Zhou was taken down last year by Xi Jinping's anti-corruption campaign and just charged with bribery last week.
I think you can see which way the wind is blowing here.
Chris: That's clever.
So the current leadership gets to look like the heroes that are reforming the system, and meanwhile piling the blame for taking organs from prisoners on to Zhou Yongkang, and by extension, former leader Jiang Zemin.
Shelley: And if at some point it all hits the fan, the Party is going to try to come out clean.
If you blame it only on certain corrupt officials, it wasn't really the Party's fault.
But Chris, there are other numbers that mean this reform is going to be hard to pull off.
And those are the ones attached to dollar signs.
Hospitals and prisons use organ transplants to make income.
You can go to China, pay tens of thousands of dollars for a kidney, and get the transplant in two weeks, whereas it would take months or years in other countries.

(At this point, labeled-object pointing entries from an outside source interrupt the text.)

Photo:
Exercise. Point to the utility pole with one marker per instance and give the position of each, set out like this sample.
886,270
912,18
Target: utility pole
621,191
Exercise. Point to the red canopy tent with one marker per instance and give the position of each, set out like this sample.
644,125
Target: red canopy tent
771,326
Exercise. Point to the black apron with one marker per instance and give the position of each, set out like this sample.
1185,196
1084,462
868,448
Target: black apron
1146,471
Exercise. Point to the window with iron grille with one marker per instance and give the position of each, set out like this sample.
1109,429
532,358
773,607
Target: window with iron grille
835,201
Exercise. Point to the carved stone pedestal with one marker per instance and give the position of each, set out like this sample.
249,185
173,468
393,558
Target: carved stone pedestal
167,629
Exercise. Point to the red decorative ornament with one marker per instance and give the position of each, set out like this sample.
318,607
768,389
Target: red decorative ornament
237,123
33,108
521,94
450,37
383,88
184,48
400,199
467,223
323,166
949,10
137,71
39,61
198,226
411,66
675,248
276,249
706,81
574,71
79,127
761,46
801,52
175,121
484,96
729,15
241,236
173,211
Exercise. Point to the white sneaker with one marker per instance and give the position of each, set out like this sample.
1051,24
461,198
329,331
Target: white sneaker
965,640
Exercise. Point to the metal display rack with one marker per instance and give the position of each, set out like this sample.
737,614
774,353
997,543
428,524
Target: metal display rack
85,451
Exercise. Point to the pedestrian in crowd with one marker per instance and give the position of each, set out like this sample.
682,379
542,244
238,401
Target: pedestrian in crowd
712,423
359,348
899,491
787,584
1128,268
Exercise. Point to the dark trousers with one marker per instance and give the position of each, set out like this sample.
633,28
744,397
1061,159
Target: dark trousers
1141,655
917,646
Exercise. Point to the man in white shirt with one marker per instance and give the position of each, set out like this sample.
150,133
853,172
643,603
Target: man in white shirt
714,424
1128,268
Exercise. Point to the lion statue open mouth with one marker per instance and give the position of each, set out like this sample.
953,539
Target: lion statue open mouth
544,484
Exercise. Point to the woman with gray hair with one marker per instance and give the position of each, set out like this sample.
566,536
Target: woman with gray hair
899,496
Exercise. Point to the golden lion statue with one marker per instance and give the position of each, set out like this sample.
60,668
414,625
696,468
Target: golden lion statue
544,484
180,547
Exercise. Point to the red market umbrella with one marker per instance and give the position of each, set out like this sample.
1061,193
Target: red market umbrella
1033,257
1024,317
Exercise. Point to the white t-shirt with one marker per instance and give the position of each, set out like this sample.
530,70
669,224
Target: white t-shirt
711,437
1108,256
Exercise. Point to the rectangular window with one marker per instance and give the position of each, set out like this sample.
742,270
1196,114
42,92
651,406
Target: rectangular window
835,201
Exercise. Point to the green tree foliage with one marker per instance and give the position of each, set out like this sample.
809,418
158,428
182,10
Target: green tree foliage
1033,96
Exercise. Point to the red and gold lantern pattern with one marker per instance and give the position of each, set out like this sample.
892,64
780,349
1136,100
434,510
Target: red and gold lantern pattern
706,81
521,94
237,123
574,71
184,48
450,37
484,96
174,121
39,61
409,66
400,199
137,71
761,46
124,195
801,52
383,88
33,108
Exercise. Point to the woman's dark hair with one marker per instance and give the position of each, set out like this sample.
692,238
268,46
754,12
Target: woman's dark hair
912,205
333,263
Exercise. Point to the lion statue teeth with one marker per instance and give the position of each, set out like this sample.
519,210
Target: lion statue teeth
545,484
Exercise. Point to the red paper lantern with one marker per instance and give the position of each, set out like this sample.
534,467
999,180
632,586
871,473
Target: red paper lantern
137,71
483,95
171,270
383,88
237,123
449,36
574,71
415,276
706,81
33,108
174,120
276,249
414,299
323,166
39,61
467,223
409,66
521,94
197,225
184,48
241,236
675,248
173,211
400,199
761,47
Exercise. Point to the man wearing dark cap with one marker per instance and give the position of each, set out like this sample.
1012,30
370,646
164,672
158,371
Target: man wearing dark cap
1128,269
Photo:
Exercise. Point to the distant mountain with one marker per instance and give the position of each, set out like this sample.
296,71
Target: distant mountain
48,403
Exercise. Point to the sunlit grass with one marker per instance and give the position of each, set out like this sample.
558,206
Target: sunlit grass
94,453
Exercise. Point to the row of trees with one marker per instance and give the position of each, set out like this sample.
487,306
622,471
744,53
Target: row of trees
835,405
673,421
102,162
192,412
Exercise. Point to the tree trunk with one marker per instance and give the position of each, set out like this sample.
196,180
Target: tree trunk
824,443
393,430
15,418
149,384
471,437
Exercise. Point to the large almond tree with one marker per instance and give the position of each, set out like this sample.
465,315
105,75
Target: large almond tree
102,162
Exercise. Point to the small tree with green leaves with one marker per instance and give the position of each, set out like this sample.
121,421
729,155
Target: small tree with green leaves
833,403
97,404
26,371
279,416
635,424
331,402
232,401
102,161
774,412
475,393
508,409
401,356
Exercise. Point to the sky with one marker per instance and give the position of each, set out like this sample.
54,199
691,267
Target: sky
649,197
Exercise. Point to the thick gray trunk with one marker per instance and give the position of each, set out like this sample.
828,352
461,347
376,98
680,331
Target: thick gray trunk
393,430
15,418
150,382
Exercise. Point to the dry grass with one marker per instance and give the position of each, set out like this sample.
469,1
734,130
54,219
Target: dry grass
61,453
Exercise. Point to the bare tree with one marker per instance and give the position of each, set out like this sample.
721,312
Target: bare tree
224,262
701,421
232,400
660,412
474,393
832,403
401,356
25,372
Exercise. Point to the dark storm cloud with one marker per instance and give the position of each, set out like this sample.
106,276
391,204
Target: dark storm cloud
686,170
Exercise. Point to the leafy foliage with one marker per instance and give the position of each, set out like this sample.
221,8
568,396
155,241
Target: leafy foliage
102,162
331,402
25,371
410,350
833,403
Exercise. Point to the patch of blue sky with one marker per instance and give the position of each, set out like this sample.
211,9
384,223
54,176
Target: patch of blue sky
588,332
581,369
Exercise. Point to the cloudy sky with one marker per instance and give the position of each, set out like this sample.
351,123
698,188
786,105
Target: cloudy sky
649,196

Some websites even advertised pricing online, like this one from 2006.
Now transplant tourism has been banned in China since 2007.
But like most things banned in China, it's still going on.
For example, here's a website that was only taken down in 2014.
This new organ donation network is supposed to end the practice of buying and selling organs completely.
But whether it can really stop this profit stream remains to be seen.
In the end, instead of rebuilding the organ transplant system, Chinese officials may just be putting up some shiny new wallpaper. Chris.
Chris: Thanks, Shelley. What do you think of China's organ donation numbers?